Simpler than writing a compiler and VM is to registerize and trampoline your interpreter. Since you have an interpreter and not a compiler (I assume), you only need a couple straightforward transformations to get proper support for tail calls.
You'll have to first write everything in continuation-passing style, which may be weird to think about and do in C/C++. Dan Friedman's ParentheC tutorial steps you through transforming a high-level, recursive program into a form that is machine-translatable to C.
In the end, you'll essentially implement a simple VM where instead of using regular function calls to do eval, applyProc, etc., you pass arguments by setting global variables and then do a goto
to the next argument (or use a top-level loop and program counter)...
return applyProc(rator, rand)
becomes
reg_rator = rator
reg_rand = rand
reg_pc = applyProc
return
That is, all of your functions that normally call each other recursively are reduced to a pseudo-assembly in which they are just blocks of code that don't recur.

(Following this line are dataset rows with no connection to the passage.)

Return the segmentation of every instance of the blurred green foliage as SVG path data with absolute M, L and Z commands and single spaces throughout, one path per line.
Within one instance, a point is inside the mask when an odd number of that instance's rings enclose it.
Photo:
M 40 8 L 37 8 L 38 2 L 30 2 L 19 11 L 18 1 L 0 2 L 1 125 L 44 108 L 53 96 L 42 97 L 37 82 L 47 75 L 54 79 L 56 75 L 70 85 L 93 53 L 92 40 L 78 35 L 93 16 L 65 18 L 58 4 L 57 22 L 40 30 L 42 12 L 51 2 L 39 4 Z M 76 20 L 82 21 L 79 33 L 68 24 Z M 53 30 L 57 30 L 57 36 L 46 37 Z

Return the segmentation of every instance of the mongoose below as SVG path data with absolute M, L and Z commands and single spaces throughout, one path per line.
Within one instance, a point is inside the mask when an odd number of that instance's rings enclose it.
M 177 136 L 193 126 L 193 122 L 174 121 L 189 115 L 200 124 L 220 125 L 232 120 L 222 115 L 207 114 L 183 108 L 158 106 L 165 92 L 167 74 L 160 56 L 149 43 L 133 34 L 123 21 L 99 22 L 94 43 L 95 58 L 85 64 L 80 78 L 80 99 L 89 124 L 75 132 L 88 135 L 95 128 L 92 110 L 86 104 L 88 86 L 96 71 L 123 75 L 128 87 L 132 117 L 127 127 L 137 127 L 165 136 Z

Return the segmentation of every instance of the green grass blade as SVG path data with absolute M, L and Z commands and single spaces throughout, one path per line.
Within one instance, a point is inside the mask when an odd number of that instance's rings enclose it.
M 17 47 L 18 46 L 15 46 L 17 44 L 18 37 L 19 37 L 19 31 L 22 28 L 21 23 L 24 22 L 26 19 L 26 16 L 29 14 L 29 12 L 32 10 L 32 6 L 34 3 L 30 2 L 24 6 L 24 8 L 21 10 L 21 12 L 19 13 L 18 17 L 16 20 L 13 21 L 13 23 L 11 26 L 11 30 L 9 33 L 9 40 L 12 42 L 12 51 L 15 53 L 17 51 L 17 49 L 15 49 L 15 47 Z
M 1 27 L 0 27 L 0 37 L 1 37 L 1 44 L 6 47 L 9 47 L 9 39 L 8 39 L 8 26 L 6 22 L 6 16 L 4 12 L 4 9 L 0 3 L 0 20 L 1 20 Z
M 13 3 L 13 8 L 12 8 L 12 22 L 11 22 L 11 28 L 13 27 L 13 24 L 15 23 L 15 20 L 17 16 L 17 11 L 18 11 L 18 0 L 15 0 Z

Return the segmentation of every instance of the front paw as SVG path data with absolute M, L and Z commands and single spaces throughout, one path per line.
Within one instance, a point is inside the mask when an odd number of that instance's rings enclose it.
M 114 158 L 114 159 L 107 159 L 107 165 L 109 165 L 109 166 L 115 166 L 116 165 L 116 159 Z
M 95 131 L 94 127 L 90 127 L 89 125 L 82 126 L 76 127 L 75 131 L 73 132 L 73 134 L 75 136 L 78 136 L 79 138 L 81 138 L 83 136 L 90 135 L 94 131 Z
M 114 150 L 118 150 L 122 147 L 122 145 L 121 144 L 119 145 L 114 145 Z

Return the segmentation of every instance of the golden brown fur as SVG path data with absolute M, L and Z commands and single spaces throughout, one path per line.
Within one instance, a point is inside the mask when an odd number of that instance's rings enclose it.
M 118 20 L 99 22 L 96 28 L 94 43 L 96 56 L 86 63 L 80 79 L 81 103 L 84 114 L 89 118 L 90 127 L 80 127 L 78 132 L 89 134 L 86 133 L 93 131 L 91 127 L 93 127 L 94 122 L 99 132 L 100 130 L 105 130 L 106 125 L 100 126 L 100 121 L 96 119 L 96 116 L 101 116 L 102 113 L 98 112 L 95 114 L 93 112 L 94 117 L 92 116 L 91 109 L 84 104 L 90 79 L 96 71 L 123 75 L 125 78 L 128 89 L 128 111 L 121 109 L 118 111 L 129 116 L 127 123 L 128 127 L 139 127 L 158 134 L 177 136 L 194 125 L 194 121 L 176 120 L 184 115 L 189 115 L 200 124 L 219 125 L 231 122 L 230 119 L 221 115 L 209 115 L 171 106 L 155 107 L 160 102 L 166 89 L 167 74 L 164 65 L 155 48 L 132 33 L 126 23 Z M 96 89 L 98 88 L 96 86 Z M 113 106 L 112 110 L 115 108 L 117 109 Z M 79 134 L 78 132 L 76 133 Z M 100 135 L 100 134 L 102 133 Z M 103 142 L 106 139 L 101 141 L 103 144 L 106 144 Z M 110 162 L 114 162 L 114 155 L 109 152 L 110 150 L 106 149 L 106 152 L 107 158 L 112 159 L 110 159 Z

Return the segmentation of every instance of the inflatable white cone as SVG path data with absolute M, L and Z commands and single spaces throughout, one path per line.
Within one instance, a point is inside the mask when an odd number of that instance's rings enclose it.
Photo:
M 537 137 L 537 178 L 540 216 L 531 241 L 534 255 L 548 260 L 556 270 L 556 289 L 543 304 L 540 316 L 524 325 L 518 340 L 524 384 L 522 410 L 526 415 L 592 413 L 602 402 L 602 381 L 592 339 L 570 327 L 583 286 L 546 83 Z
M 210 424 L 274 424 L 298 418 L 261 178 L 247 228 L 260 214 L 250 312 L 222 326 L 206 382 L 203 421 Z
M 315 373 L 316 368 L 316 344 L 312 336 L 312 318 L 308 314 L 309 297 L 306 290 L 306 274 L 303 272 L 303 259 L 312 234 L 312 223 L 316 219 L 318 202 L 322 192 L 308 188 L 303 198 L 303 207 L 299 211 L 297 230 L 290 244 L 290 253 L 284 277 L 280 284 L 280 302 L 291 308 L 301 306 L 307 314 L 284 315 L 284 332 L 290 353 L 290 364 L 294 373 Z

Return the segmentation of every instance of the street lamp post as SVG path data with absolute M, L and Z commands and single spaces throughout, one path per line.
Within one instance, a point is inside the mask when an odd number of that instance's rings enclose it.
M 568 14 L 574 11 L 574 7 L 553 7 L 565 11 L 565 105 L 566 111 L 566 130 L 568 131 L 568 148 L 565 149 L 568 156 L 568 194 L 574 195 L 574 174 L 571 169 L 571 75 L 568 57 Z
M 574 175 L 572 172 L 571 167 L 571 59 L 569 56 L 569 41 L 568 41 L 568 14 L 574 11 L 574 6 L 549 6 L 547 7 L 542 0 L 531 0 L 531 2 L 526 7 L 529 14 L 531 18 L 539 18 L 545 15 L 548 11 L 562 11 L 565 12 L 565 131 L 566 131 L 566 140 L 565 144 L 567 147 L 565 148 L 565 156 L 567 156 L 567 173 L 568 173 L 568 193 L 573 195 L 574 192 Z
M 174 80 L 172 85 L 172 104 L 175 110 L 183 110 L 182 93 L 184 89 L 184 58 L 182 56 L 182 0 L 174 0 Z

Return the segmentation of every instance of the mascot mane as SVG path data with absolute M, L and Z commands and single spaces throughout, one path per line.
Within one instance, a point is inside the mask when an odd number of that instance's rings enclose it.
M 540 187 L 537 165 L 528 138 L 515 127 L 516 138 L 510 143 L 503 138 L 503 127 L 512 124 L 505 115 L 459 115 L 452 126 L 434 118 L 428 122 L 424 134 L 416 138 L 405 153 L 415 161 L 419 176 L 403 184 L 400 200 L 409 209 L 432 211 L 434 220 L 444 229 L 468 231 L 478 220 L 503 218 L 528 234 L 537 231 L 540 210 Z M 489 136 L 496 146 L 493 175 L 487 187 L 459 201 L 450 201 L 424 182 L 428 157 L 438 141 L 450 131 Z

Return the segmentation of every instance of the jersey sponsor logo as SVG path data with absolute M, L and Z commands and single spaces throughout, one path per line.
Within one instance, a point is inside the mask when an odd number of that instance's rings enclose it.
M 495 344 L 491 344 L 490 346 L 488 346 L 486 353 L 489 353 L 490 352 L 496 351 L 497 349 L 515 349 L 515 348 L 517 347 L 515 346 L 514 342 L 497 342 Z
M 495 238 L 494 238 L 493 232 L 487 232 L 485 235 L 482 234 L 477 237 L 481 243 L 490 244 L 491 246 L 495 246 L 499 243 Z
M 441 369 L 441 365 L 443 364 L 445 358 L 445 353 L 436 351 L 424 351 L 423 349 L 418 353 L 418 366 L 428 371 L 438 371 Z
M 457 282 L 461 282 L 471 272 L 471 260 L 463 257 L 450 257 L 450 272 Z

An top-level loop controls the program:
for(;;) {
switch(reg_pc) {
case EVAL:
eval();
break;
case APPLY_PROC:
applyProc();
break;
...
}
}
Edit: I went through the same process for my hobby Scheme interpreter, written in JavaScript. I took advantage of a lot of anonymous procedures, but it might help as a concrete reference. Look at FoxScheme's commit history starting from 2011-03-13 (30707a0432563ce1632a) up through 2011-03-15 (5dd3b521dac582507086).
Edit^2: Non-tail recursion will still consume memory, even if it's not in the stack.